Mean Response TimeThis is the most common measure of response time, but alas, usually is the most flawed as well. The mean or average response time simply adds up all the individual response times taken from multiple measurements and divides it by the number of samples to get an average. This may be fine if the measurements are fairly evenly distributed over a narrow range as in Figure 1.
- Figure 1: Steady Response Times
- Figure 2: Varying Response Times
But if the measurements vary quite a bit over a large range like in Figure 2, the average response time is not meaningful. Both figures have the same scale and show response times on the y axis for samples taken over a period of time (x axis).

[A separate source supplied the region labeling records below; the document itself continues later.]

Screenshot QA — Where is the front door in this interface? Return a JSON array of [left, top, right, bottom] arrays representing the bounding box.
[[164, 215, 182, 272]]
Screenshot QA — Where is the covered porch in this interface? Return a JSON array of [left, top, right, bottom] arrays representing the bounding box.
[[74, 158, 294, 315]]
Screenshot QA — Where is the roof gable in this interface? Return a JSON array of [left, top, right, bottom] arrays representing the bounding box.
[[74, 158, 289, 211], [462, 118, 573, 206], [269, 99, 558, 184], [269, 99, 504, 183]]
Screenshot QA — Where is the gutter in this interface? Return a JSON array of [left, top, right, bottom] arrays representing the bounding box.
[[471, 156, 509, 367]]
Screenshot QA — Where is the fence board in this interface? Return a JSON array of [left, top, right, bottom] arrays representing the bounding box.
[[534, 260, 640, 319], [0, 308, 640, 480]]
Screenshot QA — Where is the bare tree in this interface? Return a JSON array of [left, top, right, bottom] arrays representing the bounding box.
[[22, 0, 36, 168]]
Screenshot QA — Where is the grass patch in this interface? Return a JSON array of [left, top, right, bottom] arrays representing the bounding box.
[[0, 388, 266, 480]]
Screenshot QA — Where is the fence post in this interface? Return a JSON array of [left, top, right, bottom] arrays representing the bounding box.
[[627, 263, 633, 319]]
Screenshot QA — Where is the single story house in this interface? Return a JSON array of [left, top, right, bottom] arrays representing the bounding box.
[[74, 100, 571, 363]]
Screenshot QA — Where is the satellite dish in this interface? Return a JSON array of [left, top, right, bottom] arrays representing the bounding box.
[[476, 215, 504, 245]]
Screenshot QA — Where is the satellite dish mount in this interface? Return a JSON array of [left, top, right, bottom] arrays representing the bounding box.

Median Response TimeIf the average is not a good representation of a distribution, perhaps the median is? After all, the median marks the 50th percentile of a distribution. The median is useful when the response times do have a normal distribution but have a few outliers. In this case, the median helps to weed out the outliers.The key here is few outliers. It is important to realize that if 50% of the transactions are within the specified time, that means the remaining 50% have a higher response time. Surely, a response time specification that leaves out half the population cannot be a good measure.
90th or 95th percentile Response TimeIn standard benchmarks, it is common to see 90th percentile response times used. The benchmark may specify that the 90th percentile response time of a transaction should be within x seconds. This means that only 10% of the transactions have a response time higher than x seconds and can therefore be a meaningful measure. For web applications, the requirements are usually even higher – after all, if 10% of your users are dissatisfied with the site performance, that could be a significant number of users. Therefore, it is common to see 95th percentile used for SLAs in web applications.
A word of caution – web page response times can vary dramatically if measured at the last mile (i.e. real users computers that are connected via cable or DSL to the internet). Figure 3 shows the distribution of response times for such a measurement.
- Figure 3: Response Time Histogram
It uses the same data as in Figure 2. The mean response time for this data set is 12.9 secs and the median is even lower at 12.3 secs. Clearly neither of these measures covers any significant range of the actual response times. The 90th percentile is 17.3 and the 95th is 18.6. These are much better measures for the response time of this distribution and will work better as the SLA.
To summarize, it is important to look at the distribution of response times before attempting to define an SLA. Like many other metrics, a one size fits all approach does not work. Response time measurements on the server side tend to vary a lot less than on the client. A 90th or 95th percentile response time requirement is a good choice to ensure that the vast majority of clients are covered.